What I could do is to make the recovery possible after the namenode failure occurs. Below is the procedure that I'm using. The goal of the procedure is to be able to recover the namenode as quickly as possible while minimizing data loss. Hope this is useful for other as well.
Procedures:
- make sure hadoop dfs is off
- backup the directories listed in hdfs-site.xml under the property name 'dfs.name.dir' (from namenode server) and 'fs.checkpoint.dir' (from secondary namenode server) in a safe location. Optionally, diff all the fsimage and edits across different copies to get a sense how many unique copies of the metadata you can recover from and possibly start with the one with a timstamp closing to the current time.

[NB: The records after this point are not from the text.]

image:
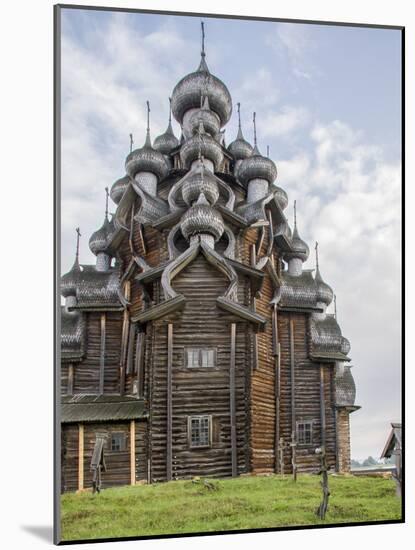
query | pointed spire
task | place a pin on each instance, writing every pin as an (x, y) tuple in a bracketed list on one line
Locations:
[(148, 139), (106, 203), (76, 262), (169, 126), (256, 150), (203, 66), (317, 266), (239, 135)]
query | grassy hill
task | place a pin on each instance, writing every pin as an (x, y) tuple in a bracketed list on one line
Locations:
[(241, 503)]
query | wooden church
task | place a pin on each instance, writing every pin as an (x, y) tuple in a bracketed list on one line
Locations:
[(197, 345)]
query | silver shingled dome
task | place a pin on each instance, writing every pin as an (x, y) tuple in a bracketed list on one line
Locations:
[(118, 188), (202, 218), (188, 91)]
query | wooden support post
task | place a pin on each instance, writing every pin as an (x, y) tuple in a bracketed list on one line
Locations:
[(80, 457), (102, 355), (293, 416), (132, 451), (124, 339), (232, 401), (322, 408), (169, 400), (277, 407), (253, 305), (69, 389), (139, 355), (276, 352)]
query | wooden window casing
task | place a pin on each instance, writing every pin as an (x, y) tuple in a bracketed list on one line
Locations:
[(199, 431), (304, 433), (117, 442), (200, 358)]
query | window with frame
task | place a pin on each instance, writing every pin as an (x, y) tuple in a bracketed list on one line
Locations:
[(117, 442), (199, 431), (304, 433), (200, 357)]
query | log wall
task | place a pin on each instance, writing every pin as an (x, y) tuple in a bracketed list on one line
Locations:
[(343, 434), (118, 465), (198, 391)]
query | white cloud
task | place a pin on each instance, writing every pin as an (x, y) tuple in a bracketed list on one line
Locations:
[(285, 121), (348, 196)]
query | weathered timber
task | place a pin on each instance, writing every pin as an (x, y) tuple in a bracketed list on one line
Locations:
[(232, 401), (169, 399), (102, 355)]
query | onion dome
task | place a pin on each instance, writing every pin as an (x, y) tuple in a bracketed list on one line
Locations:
[(211, 121), (324, 291), (201, 144), (281, 197), (188, 91), (202, 218), (118, 188), (345, 347), (256, 166), (345, 387), (299, 247), (147, 159), (240, 149), (200, 181), (99, 240), (69, 280), (168, 141)]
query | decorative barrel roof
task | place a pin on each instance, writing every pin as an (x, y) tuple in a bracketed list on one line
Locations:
[(100, 239), (345, 387), (299, 248), (70, 280), (200, 181), (188, 91), (281, 197), (211, 121), (118, 188), (201, 144), (345, 346), (168, 141), (257, 167), (239, 148), (202, 218), (146, 159)]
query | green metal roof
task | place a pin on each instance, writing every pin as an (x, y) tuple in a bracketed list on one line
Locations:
[(94, 408)]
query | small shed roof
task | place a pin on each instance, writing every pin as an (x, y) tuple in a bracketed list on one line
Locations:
[(99, 408), (394, 440)]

- remove all remote locations listed in 'dfs.name.dir' and leave the local location (if there are more than one local locations, leave 1 from the list) in a machine that takes up the responsibility of a new namenode.
- restart hadoop dfs
- check the status page located in the namenode:50070: if the reported block ratio cannot reach 100%, stop hdfs and replace the meta data from another location (possibly a remote location/secondary namenode location if there are no other local locations). Note that always leave only 1 location in the 'dfs.name.dir'. If there is no more location to try, go to step 7. Otherwise, it is done.
- Start hdfs until step 5 is true.
- Select one meta data from all the locations which has the highest reported block ratio, copy this meta data into a local location (if it is not the local one) and empty the content inside the remote locations
- List the location which has the highest reported block ratio first in the 'dfs.name.dir' property and append it with the remote empty locations.
- start hdfs
- use 'bin/hadoop fsck /' to check the health of the cluster.
- Pay attention to the corrupted/missing blocks
- leave safemode by executing 'bin/hadoop dfsadmin -safemode leave' and then move all the corrupted and missing blocks to lost+found folder by executing 'bin/hadoop fsck -move'
- check the health of the cluster using 'bin/hadoop fsck /', the cluster is now healthy.
Configurations:
Also, we also notice that some configurations are very important to hadoop and hbase (0.90.4) reliability and they are:
Name: dfs.http.address
Description: put this property in hdfs-site.xml where the secondary namenode is hosted. The value is the number of seconds between two periodic checkpoints.
Name: dfs.support.append
Value: true
Description: put this property in hdfs-site.xml and hbase-site.xml across the entire cluster. This property enables durable sync to minimize data loss when namenode fails.